As I continued to stroll through, I notice that Savasa offered a boxed yoga mat with a DVD labeled organic and biodegradable at $19.99. Wai Lana had an extra thick mat recommended by Yoga "Enthusiasts" worldwide at $19.99. Purathletics offered a non-toxic recyclable durable, indoor and outdoor lightweight mat at $19.99. The last and most appealing of options here was a Purearth, eco-friendly, latex free non-toxic yoga mat for $29.99 which seemed perfect but unfortunately came with the guarantee that it would decompose over time.
So now I find myself in a conundrum. The most expensive yoga mat I am looking to buy is $98, while the second most expensive is $29.99. Sure the compare at price on the latter is $50 but that is still a sizeable difference in investment. I visit the Manduka Website. Surely they sell more than one type of mat. They do. They have a pro-lite ($68) which is a lighter option than the original, also with a lifetime warranty. I notice they also have "Eko" lines, which are the environmentally friendly versions of the Mat. These are mats you can send back to have recycled when you are ready to replace them. This sounds appealing but could be a challenge if you are a procrastinator like me. They are also cheaper - the regular one is $70, but the light version and the other one (from which proceeds go to Off The Mat, Into The World, inspiring yogis everywhere to take their learning's in the studio and share them with the world).
I like the concept of the Off The Mat, Into The World one. $42 feels a little more reasonable than $98. Now the only question is...where can I get it in Toronto? A Google search draws few results within Toronto till I find something. http://www.fleurdeleigh.ca is an online yoga store that sells my Eko Yoga Mat for $53.50 (it seems they are charging a slight premium). However with shipping costs, it adds up to $81.80, not that much less than the $98 I would've paid for the original mat. The process of ordering from the Manduka website seems a little bit complicated, and you really don't know how much duty you pay till it arrives on your doorstep.

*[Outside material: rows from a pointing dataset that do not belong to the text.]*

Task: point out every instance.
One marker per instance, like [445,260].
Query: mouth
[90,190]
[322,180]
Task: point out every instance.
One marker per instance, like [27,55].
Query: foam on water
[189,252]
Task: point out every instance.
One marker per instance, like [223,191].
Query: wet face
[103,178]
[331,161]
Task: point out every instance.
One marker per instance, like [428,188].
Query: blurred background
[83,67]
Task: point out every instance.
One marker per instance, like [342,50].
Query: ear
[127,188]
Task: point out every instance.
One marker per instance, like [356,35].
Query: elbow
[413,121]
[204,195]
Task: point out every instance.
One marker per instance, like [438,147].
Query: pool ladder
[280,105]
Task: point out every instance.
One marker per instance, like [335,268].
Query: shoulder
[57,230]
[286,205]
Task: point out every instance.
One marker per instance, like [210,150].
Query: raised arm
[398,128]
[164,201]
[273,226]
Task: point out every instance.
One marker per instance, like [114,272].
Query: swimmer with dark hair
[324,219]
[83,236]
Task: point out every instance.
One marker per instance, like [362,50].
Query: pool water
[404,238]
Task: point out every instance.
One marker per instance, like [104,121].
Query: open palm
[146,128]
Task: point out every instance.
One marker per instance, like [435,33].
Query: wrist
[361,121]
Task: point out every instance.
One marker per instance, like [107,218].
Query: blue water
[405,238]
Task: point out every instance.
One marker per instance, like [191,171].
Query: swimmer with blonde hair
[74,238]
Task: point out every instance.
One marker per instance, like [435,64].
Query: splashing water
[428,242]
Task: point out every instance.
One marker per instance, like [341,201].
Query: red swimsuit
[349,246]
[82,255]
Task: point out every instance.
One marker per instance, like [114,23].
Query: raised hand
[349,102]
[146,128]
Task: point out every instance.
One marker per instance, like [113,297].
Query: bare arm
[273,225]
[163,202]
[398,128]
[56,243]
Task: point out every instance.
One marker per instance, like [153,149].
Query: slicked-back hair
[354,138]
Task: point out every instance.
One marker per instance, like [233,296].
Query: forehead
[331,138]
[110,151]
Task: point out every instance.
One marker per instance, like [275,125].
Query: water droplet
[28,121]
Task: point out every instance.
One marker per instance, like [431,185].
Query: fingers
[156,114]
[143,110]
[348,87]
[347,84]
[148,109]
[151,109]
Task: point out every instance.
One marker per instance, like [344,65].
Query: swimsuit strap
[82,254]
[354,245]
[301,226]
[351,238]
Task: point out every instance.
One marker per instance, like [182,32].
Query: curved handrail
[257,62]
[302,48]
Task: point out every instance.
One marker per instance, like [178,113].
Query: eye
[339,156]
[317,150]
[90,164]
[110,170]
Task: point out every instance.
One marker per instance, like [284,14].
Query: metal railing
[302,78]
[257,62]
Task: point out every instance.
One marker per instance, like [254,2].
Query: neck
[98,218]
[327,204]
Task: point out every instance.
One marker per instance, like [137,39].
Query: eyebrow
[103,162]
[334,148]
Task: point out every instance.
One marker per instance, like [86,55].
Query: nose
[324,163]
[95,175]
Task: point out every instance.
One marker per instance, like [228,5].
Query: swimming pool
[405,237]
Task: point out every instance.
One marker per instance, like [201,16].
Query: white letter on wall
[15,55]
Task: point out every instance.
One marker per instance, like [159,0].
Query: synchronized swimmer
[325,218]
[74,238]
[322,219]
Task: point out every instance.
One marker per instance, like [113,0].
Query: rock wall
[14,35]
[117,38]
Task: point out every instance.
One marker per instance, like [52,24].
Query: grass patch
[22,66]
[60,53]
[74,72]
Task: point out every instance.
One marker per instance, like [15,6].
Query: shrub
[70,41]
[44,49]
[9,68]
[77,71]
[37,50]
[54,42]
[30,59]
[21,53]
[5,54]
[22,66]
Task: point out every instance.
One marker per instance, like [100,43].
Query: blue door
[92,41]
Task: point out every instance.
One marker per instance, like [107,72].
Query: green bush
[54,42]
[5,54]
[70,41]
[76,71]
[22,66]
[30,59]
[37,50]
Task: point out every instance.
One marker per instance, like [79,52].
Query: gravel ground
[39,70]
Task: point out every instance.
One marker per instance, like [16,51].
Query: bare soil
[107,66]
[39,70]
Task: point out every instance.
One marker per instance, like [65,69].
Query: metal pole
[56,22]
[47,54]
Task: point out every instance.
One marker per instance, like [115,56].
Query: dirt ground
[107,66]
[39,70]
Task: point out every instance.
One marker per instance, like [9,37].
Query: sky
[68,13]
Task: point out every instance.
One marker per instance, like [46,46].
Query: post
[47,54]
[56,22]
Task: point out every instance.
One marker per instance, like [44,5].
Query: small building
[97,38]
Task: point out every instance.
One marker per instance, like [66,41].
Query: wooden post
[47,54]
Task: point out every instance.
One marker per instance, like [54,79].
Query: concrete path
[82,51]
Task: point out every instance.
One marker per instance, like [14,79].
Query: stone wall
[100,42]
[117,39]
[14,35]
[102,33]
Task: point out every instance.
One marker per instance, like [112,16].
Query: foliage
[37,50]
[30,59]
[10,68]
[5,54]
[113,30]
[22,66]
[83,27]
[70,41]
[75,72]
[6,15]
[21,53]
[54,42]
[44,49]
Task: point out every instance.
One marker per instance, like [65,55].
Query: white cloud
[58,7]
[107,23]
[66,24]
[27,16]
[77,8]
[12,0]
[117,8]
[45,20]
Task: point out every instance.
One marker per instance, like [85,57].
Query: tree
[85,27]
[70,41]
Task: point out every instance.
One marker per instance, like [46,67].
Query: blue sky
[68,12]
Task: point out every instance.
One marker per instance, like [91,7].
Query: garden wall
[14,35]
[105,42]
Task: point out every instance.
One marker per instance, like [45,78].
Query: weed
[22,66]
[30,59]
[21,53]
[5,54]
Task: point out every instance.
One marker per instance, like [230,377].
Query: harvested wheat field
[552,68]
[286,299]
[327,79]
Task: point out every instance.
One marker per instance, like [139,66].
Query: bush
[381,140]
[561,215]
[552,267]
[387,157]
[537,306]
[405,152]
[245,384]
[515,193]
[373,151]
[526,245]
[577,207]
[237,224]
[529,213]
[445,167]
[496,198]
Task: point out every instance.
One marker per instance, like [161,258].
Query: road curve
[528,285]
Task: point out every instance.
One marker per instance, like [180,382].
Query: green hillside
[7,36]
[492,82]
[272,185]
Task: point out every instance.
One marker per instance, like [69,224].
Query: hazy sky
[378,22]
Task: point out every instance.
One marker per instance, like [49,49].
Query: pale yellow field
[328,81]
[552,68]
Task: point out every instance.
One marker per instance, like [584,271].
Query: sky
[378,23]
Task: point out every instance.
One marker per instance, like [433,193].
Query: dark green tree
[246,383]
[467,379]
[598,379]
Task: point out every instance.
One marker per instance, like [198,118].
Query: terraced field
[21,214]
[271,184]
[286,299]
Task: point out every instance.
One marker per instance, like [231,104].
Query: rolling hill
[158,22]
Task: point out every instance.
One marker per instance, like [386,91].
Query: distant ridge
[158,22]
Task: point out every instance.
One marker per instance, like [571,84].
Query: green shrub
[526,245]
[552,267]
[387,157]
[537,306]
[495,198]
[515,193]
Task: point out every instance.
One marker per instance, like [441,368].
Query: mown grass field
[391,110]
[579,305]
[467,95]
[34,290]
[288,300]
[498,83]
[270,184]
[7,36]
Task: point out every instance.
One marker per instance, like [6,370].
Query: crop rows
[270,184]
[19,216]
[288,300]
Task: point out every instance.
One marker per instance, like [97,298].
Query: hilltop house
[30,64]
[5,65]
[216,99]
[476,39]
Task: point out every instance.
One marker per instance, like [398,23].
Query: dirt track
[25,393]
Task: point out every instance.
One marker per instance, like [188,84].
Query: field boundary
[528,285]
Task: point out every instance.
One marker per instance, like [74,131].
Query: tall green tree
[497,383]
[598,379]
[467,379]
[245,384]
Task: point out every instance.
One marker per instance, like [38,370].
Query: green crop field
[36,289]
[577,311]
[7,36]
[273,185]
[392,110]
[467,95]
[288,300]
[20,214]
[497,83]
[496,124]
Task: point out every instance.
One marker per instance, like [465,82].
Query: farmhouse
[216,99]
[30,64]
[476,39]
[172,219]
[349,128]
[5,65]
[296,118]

So I am left with two options. The Purearth and the $98 Manduka mat. The biggest lesson to be drawn from this however is there are so many options when it comes to yoga mats. They tell you not to buy Pilates mats, not to buy certain materials and that spending a certain amount of money is best to ensure life-long use. The truth is, it really depends on you. A beginner yogi who is not even sure if they will stick with it could just fork over the $12.99 for a basic mat and trade up as they grow with it. I have gone back and forth in my head about what I want to do. In the end, I think I will go with the Purearth one, after a consultation with one of my favorite instructors. Everyone is different though, so your choice may be based on how important yoga is to you, what kind you practice and any allergies you may have.